Une décision mal perçue par Washington

La taxe a été définitivement adoptée par le parlement en juillet 2019. Elle a été fixée à 3% du chiffre d’affaires des entreprises du numérique dont le revenu dépasse les 750 millions d’euros et dont au moins 25 millions sont rattachés à une activité en France.

Tant dans les débats qui ont accompagné sa mise en œuvre que dans son fonctionnement, la taxe vise explicitement les géants du numérique américains Amazon, Facebook, etc. Une décision jugée discriminatoire par les États-Unis : lors du vote de la loi, l’administration Trump avait menacé de taxer les produits cosmétiques et sacs à main français.

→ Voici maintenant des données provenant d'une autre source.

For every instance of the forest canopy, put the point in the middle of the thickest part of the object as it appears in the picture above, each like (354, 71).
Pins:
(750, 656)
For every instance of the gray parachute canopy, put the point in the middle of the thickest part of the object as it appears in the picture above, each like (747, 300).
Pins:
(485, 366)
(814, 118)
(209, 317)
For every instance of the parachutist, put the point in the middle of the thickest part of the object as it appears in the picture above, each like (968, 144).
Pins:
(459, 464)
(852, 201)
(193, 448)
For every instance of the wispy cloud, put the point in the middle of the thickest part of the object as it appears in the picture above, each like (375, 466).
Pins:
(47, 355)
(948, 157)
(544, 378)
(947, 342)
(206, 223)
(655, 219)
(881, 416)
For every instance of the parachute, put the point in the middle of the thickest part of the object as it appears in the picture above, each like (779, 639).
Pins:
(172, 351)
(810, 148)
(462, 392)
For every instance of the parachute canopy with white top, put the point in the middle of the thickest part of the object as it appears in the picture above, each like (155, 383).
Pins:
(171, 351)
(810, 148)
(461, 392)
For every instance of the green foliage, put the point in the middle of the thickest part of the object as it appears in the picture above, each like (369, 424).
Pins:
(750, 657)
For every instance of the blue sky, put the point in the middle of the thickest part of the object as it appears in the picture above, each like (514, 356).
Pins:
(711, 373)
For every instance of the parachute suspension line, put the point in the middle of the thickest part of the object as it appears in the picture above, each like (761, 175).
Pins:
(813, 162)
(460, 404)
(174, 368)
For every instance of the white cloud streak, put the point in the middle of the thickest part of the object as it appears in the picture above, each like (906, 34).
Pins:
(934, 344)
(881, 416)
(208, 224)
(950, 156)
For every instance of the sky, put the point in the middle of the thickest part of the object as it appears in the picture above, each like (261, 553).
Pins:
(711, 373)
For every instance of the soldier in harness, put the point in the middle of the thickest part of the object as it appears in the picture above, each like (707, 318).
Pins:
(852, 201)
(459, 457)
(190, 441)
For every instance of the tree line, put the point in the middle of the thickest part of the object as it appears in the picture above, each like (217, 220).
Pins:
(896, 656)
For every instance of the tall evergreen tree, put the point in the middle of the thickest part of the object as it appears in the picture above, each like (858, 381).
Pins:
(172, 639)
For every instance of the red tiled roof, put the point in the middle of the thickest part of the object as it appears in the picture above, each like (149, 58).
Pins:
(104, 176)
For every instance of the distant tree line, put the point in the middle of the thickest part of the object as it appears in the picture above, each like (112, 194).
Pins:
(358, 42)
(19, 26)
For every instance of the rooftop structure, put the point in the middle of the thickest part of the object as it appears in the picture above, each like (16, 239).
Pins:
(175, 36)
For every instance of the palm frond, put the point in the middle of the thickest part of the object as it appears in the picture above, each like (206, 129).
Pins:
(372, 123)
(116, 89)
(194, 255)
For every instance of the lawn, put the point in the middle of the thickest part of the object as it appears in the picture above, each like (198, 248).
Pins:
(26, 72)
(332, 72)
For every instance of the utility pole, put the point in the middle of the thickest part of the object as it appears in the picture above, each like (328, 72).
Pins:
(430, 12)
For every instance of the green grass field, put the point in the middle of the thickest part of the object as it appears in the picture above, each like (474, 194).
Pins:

La taxe, imitée à travers le monde, n’a pas pour vocation à rester en place indéfiniment. Le gouvernement français avait assuré qu’elle serait supprimée si les pays de l’OCDE se mettaient d’accord pour mettre en place une taxe mondiale.

La taxe GAFA disparaîtra lorsqu’une taxe mondiale sera mise en œuvre

En juin les pays du G7 finances se sont accordés sur la mise en place d’une telle mesure, une taxe de 15% sur les profits visant les 100 plus grandes multinationales du monde. Lors du sommet du G20 finance, organisé un mois plus tard, le principe de la taxe a été avalisé par 131 pays.

Bruno Le Maire, ministre de l’Économie et des Finances avait déclaré à l’époque que la France maintiendrait en place sa taxe GAFA jusqu’à la mise en œuvre de la future fiscalité mondiale. Le ministre avait estimé à l’époque qu’elle devrait donc perdurer jusqu’en 2023.